New Features and Changes

This section describes new features and changes.

Improved Policy Authoring Experience

Policy files now load up to ten times faster when browsing them in the Styra DAS UI.

May 17, 2023

The Styra DAS 202300517 release delivers the following new features and changes.

New Features and Changes

This section describes new features and changes.

Terraform State Compliance

The Styra DAS Terraform v2 system type supports evaluating existing Terraform rules against Terraform state representing the currently deployed resource configurations to report on compliance violations. Terraform state can be added in a Terraform system as one or more data sources from S3, GCS, git, or http, with data transforms for .tfstate files, Terraform Cloud workspaces, and Terraformer cloud plan outputs into a standard policy input format.

Terraform Code Scanning with Styra CLI

The Styra CLI validate check-local command supports scanning Terraform HCL .tf and .tf.json files in addition to Kubernetes YAML manifests. Allows customers to run Terraform policy checks using the Styra CLI during development, in pre-commit hooks, and in commit/PR checks before a Terraform plan has been run.

Terraform Rule Exemptions

The Styra DAS Terraform v2 system type supports defining rule exemptions using any type of data source in JSON format. Rule exemptions use the rule ID and resource address to exempt a resource from rule violations.

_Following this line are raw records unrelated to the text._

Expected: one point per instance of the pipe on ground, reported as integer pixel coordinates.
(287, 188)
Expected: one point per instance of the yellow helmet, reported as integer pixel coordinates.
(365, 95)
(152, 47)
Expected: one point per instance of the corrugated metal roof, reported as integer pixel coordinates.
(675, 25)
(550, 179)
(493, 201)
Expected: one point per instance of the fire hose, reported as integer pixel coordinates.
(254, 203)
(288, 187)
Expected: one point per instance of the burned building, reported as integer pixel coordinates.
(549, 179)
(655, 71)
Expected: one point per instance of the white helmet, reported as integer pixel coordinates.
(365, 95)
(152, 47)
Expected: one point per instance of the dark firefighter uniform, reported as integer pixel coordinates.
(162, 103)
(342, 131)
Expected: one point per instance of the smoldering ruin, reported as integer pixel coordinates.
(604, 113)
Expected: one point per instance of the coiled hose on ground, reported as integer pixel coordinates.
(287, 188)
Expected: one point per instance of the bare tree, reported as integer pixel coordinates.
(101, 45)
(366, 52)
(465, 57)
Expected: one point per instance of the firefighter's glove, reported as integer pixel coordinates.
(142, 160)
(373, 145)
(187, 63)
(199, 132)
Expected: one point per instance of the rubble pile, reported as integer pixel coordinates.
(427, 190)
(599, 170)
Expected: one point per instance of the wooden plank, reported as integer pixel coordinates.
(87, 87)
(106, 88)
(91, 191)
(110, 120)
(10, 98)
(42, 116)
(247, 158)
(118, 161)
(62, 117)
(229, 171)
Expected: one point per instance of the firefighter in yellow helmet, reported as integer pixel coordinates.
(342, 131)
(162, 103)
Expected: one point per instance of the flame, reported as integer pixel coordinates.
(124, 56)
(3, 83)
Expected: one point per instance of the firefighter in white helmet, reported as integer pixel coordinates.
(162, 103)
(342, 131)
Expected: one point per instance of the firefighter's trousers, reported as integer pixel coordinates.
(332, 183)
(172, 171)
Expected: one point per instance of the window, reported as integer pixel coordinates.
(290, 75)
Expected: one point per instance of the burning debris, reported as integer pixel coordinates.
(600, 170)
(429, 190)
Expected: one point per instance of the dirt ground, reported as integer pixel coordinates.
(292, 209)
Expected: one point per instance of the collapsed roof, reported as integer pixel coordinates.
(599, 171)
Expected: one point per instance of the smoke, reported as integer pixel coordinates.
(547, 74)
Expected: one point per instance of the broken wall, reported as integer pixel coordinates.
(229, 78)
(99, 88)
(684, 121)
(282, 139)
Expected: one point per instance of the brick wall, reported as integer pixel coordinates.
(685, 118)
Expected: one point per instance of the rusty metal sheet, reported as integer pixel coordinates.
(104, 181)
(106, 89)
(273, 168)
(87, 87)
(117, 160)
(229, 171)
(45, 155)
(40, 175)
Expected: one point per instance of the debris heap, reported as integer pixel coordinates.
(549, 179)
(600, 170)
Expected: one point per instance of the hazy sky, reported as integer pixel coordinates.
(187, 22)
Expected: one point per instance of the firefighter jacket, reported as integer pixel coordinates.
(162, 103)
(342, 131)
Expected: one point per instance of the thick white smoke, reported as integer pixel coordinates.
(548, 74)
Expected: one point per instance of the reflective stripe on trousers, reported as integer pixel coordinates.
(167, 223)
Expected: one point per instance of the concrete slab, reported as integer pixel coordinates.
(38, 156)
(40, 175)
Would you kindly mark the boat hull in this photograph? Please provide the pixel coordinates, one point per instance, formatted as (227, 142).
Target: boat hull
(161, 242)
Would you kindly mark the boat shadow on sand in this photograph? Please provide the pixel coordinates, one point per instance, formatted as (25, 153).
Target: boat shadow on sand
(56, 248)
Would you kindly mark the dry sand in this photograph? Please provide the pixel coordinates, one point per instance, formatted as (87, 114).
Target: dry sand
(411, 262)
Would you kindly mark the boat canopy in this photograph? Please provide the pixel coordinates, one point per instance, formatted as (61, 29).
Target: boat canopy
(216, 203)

Terraform Policy Library Rule Metadata Improvements

All rules in the Styra DAS Terraform v2 policy library now have a unique rule ID defined, which is used for Terraform Rule Exemptions. The rule target metadata (currently fully defined for all Styra-built rules) has been defined for most KICS Terraform rules to provide context of the Terraform resource types targeted by the rule.

Email Now Optional for SSO Configurations

DAS admins can now configure an SSO provider to uniquely identify a user using a custom claim. Prior to this change, DAS had used the email claim by default for this purpose. Support has now been added to the /v1/identity-providers object for a unique_claim field to specify the claim to be used as the unique identifier instead of email. If not set, DAS will continue to use the value from email claim to set the user id.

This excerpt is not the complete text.